Professor Henry Srebrnik

Professor Henry Srebrnik

Monday, August 10, 2009

Are the Russians Still Defending the Pact that Led to the Second World War?

Henry Srebrnik, [Charlottetown, PEI] Guardian

We are now nearing the 70th anniversary of the start of the Second World War, which began when Germany attacked Poland on Sept. 1, 1939.

The invasion was preceded by the Treaty of Non-Aggression between Germany and the Soviet Union, better known as the Hitler-Stalin Pact or the Molotov-Ribbentrop Pact, signed a week earlier, on Aug. 23.

The Russians are uncomfortable with this upcoming anniversary. President Dmitry Medvedev recently announced the setting up of a Historical Truth Commission to counter “the falsification of history.”

Natalia Narochnitskaya, a member of the new body, is angry that western media portray the pact as “the step that led to the Second World War, and that Germany and the Soviet Union were two equal, disgusting, totalitarian monsters.”

Earlier in the year, the Russians set off a firestorm, especially in Poland, by claiming that the war began because of Poland’s refusal to satisfy Germany’s “very modest” demands, which included building transport links across the Polish Corridor separating East Prussia from the rest of Germany, and assuming control of the self-governing port city of Danzig (now Gdansk), which had a German majority.

The statement came from Colonel Sergei Kovalev, a senior researcher at the defence ministry. He also called the pact “merely a time-buying mechanism.”

Having lost its empire – the non-Russian republics of the old Soviet Union plus the east European Communist states – Russia today is a touchy country. It worries about its status in the world.

After all, most of the old Soviet bloc countries, as well as the formerly Soviet Baltic republics, are today members of the European Union and NATO.

Even states such as Georgia, which fought a war with Russia last summer, and Ukraine, once part of the Soviet heartland, are now America’s friends.

Hence Russia’s desire to defend past decisions. But such rewriting of history will go nowhere, because the pact did in fact create the conditions for the “perfect storm” that precipitated the world’s largest conflict.

The pact contained a secret protocol dividing eastern Europe into German and Soviet spheres of influence, including an agreement to partition Poland. So Nazi dictator Adolf Hitler invaded Poland a week later, triggering a British and French declaration of war against Germany on Sept. 3.

Soviet leader Joseph Stalin then joined in the dismemberment of Poland, with Soviet troops occupying their portion of the country beginning on Sept. 17. On Sept. 21, the Soviets and Germans signed a formal agreement coordinating military movements in Poland, and Polish resistance ended soon afterwards.

Germany and the Soviet Union continued their acts of aggression in 1940-1941. During the period that the Nazis could count on Stalin as a de facto ally, Hitler conquered most of Europe, including Denmark, France, Norway, the Benelux countries, Greece and Yugoslavia; he also solidified his alliances with Italy, Hungary, Romania and Bulgaria.

Stalin, meanwhile, annexed the Baltic states of Estonia, Latvia, Lithuania; Bessarabia and northern Bukovina in Romania; and fought a war with Finland, gaining Finnish Karelia.

So friendly had the Soviets become with Hitler that it carried into the realm of anti-Semitism.

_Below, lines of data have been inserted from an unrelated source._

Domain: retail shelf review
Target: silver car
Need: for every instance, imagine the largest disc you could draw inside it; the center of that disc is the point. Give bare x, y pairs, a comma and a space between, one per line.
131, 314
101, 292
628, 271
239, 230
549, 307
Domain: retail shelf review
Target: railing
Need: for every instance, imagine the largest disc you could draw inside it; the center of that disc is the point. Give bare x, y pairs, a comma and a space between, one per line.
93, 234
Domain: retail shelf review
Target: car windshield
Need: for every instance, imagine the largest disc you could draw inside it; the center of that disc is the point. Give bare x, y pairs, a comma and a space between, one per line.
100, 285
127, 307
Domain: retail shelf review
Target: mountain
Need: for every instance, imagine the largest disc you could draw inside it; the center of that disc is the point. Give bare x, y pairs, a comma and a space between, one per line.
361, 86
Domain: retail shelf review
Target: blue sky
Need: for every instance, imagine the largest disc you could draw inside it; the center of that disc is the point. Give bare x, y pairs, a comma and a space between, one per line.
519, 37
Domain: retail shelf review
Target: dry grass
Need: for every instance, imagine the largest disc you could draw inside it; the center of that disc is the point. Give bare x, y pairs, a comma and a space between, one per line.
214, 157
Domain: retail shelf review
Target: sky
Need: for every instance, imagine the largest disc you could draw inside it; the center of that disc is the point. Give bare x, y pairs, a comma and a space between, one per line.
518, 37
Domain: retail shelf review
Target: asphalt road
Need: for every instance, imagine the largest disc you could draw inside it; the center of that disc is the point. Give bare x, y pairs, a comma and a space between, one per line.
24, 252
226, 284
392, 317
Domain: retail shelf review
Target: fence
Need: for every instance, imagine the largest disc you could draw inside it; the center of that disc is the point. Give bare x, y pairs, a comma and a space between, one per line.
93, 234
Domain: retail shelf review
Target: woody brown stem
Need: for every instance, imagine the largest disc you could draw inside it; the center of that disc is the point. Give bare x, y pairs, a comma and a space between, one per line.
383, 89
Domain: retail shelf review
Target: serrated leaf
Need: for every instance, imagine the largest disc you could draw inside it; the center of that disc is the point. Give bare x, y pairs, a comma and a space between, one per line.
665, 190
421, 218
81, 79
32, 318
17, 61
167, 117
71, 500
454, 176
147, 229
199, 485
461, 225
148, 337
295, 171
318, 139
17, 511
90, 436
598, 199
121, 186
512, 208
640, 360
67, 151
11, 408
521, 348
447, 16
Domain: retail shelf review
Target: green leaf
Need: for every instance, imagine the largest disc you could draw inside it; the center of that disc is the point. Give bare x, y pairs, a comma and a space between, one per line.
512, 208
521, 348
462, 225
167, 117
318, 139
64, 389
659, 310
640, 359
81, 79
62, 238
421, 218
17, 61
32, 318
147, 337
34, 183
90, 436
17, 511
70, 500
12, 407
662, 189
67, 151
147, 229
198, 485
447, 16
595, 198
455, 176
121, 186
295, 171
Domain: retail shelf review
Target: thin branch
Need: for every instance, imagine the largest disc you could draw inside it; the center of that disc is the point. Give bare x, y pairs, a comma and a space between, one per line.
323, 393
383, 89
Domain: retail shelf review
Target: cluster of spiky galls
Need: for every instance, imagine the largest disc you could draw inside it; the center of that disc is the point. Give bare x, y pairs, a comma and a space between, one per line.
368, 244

During this period, the Soviet League of the Militant Godless, a propaganda agency combating religion, paid especial attention to Judaism, almost in coordination with Nazi attacks on the “evils” of the Jewish faith.

Maybe it was more than just happenstance that it was on Aug. 21, 1940, almost on the first anniversary of the signing of the pact, that Stalin’s main rival, Leon Trotsky, who was Jewish, and had already been the object of anti-Semitic attacks, was murdered in Mexico by an agent of Moscow.

But all this currying favour with Hitler was for naught. On June 22, 1941, Germany attacked the Soviet Union, conquered huge areas of the country, and took millions of Soviet soldiers prisoner. Much of the country was laid waste.

It would take four years until the Russians defeated the invaders. Such were the fruits of political Machiavellianism.